I think I'm starting to have a mid-life crisis. As my 35th birthday approaches, I'm looking at what I've accomplished in life thus far and I'm thinking there's still something missing that I can't quite put my finger on. I'm not saying that what I already have is defective; all in all life's been good to me so far. (My Maserati goes 185; I lost my license now I can't drive...) There's just something intangible that is gnawing at me ever so subtly. It's not a lack of offspring; that'll happen in due course; so it's not really missing, just later.
*gnaw*
I can rule out writing as that intangible as well. Getting my poetry published is a nice thought, but it's not a critical must-do-before-it's-too-late task. Plus, this venture is essentially a self-published work (that thus far has a vast readership of me.) In a sense, this could be seen as working out at the gym for my mind - toning up my writers craft muscles a couple of times a week, trying new exercises. An author's aerobics: "Parse that sentence, conjugate that verb! Let's go people! Let's flex those ads! Jective! Verb! Jective! Verb!"
*gnaw*
Back in high school I was in the Tech Club (nerd!), where we would do the lights and sound for various school productions; plays, musicals, recitals and such. Some of my friends were in the Theatre Guild. I was able to, through them, participate a couple of times in plays and workshops. The small teasing taste of acting that I had has always stayed with me. I don't think as a teenager I had the self-confidence to pursue that avenue further; I would have likely given up from frustration.

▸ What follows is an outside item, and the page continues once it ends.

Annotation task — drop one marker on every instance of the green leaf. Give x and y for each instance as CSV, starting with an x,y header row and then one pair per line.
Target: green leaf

Here it is now some sixteen years since I graduated grade 13 and that taste in my mouth has strengthened. I know who I am now and I am aware of what life is all about. That gnawing little bastard intangible is the acting bug, and I want to catch it full force. I don't mean Hollywood or Broadway or God forbid the CBC. (Just kidding, of course. The CBC is great, whenever it gets some pence, er, annual budget alloted by the government.) I'd be perfectly happy in a community theatre, tossing out a couple of plays a year.

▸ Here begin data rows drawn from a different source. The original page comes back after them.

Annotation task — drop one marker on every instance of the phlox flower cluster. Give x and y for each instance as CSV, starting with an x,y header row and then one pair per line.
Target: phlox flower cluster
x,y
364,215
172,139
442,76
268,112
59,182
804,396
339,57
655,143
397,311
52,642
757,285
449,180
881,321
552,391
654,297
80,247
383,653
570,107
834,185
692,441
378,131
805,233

I am going to see what there is available for an inexperienced schmuck like me. The worst that can happen is that I'm told I stink like a limberger-farting skunk and that I should never set foot on a stage again, lest I receive death threats.

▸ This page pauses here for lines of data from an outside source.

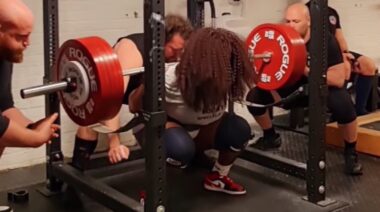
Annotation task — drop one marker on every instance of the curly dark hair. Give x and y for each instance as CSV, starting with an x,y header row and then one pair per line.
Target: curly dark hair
x,y
213,68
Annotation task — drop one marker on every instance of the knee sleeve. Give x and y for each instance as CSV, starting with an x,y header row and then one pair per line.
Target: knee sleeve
x,y
179,145
341,106
259,96
233,133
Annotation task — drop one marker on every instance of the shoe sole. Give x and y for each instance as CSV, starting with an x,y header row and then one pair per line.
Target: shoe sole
x,y
210,188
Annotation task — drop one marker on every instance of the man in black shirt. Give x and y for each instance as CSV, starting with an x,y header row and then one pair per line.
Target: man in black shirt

I'd love to put on a production of Rosencrantz And Guildenstern Are Dead, by Tom Stoppard. Saw the movie adaptation of it, thought it was a rather dark. I'd do it much more farcical. It's a damn funny play. We studied it in Grade 13 English. My friend Andrew (a tall burly Scotsman) read the part of Rosencrantz and I (at the time a skinny twerp) read Guildenstern. We had the whole class and the teacher in stitches each day that we read from it. We stood at the front of the room and acted out the various scenes; we improvised some of the physical comedy; it was a hoot.
The feeling that I had when we were 'performing' the play - that's the gnawing little bastard.